Her maternal grandfather Ela Collins was a Congressman in the 1820s, as was an uncle, William Collins. Another uncle, Isaac Clinton Collins, was an Ohio state legislator and a judge.

== Golf ==
Herron was a serious amateur golfer and a member of the Cincinnati Golf Club. Because she was from Ohio, she was considered a "Western" golfer: "Miss Herron, who is strong on the putting green, is another one of the formidable golfers, who, of both sexes, the West is sending out to test Eastern skill to its utmost," commented one publication at the time. Her swing was described as "beautiful" "quick, machine-like" by colleagues. In 1897, she finished third in the U.S. Women's Amateur. In 1899, she won the Women's Golf Association Trophy in Philadelphia. She reached the finals of the 1901 U.S. Women's Amateur, held at Baltusrol Golf Club, where Genevieve Hecker defeated her. The golfer Frances C. Griscom listed her among the top women golfers in the United States.

== Personal life ==
Herron's first husband was steel company executive Thomas McKennan Laughlin, the brother of ambassador Irwin B. Laughlin. They married in 1903, and she was widowed in 1910, when he committed suicide. They had two sons, William K. Laughlin and Thomas Irwin Laughlin. In 1911, she was rumored to be engaged to Archibald Butt, an aide to President Taft. She denied the rumors, they did not marry, and he died in 1912 on the Titanic.

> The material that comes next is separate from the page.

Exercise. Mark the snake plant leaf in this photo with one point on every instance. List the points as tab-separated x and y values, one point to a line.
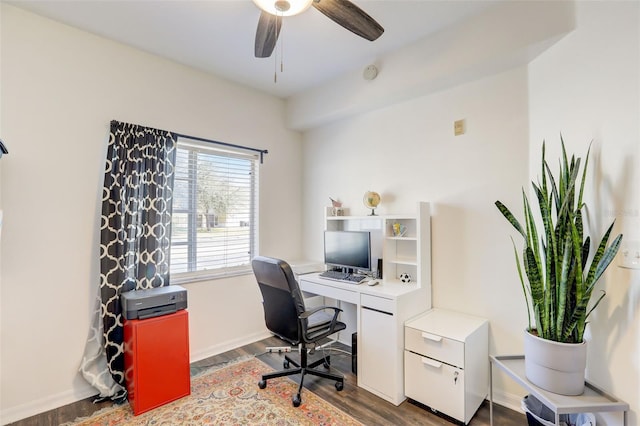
511	218
559	277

She married her second husband, Senator Henry Frederick Lippitt, a widower, in 1915. With Lippitt, she had another son, Frederick Lippitt, who became a congressman, and a daughter, Mary Ann Lippitt, a pilot during World War II and later owner of an aviation company in Rhode Island. She was widowed again when Lippitt died in 1933. She died in 1961, in Providence, Rhode Island. She had a reported estate of eight million dollars, and left significant gifts to Rhode Island children's, medical, and cultural charities. Neither of her Lippitt children married; but both were major benefactors of Brown University, which jointly awarded them the President's Medal for their contributions. She is buried with her second husband and younger children at Swan Point Cemetery in Providence.

Her notable nephews and nieces included Robert A. Taft, Helen Taft Manning, and Charles Phelps Taft II.